The United States was founded by immigrants, and this could be one reason that American laws are designed to allow non-citizens living in the country to obtain some of the benefits of American society and culture. However, non-citizens do not have exactly the same rights as American citizens do in Florida or in any other state. One example is how estate planning laws treat non-citizen spouses differently.

Usually, estate planning laws will allow an individual to leave an unlimited amount of assets to his or her spouse without being subject to the estate tax, as long as both spouses are citizens. However, current laws do not allow the usual unlimited exemptions for leaving estate assets to a non-citizen spouse. Therefore, if a citizen dies and leaves his or her non-citizen spouse assets, the spouse must obtain citizenship by the time the estate tax return is due to the IRS.

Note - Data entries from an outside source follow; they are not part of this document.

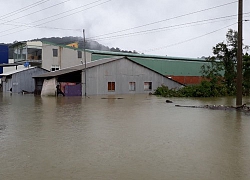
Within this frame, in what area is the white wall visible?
[42,43,91,71]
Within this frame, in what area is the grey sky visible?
[0,0,250,57]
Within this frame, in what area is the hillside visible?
[2,36,137,59]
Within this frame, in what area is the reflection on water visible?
[0,94,250,180]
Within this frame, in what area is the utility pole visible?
[82,29,87,97]
[236,0,243,106]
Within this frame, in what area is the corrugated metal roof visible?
[86,49,206,62]
[33,57,124,78]
[42,41,206,62]
[33,57,184,85]
[0,67,36,76]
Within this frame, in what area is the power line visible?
[87,1,238,38]
[88,12,250,41]
[142,22,238,52]
[0,0,50,20]
[0,0,112,37]
[0,0,70,27]
[88,15,237,41]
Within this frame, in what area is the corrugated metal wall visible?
[82,59,181,95]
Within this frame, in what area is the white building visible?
[13,41,91,71]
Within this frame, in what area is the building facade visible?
[0,67,48,93]
[34,57,183,95]
[11,41,209,85]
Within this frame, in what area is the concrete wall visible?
[42,44,91,71]
[82,59,182,95]
[2,68,47,93]
[0,44,9,74]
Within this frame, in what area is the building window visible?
[108,82,115,91]
[144,82,152,91]
[52,49,58,57]
[129,82,135,91]
[77,51,82,58]
[51,65,60,71]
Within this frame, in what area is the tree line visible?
[154,29,250,97]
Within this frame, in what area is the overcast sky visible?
[0,0,250,58]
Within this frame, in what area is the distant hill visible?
[0,36,138,59]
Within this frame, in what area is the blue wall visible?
[0,45,9,74]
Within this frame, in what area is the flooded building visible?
[10,41,209,85]
[34,57,183,96]
[0,67,48,93]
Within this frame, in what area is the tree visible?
[243,53,250,96]
[202,29,241,95]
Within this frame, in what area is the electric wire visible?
[0,0,71,27]
[87,1,238,38]
[0,0,50,20]
[87,15,237,41]
[0,0,112,37]
[142,22,238,52]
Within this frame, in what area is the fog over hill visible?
[0,36,137,59]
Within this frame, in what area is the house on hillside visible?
[33,57,183,96]
[0,67,48,93]
[12,41,90,71]
[9,41,209,85]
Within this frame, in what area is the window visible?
[129,82,135,91]
[51,65,60,71]
[144,82,152,91]
[108,82,115,91]
[52,49,58,57]
[77,51,82,58]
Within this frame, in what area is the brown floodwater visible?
[0,93,250,180]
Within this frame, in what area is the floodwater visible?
[0,94,250,180]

On the other hand, there are other options available to help solve this issue regarding a non-citizen spouse. One possible solution would be to utilize a qualified domestic trust (QDOT). The assets set to be inherited by the non-citizen spouse will be put into the trust which will defer the estate tax bill on the assets until the spouse withdraws assets or money from the account. This can buy a non-citizen spouse more time to obtain citizenship in order to avoid tax liabilities.

Along with avoiding tax liabilities, there are many other goals associated with estate planning in Florida. However, every case is different, which means a estate planning instrument that works for one person may not work for another individual’s estate planning goals. Therefore, it is important to have a good understanding of estate planning laws when forming an estate plan.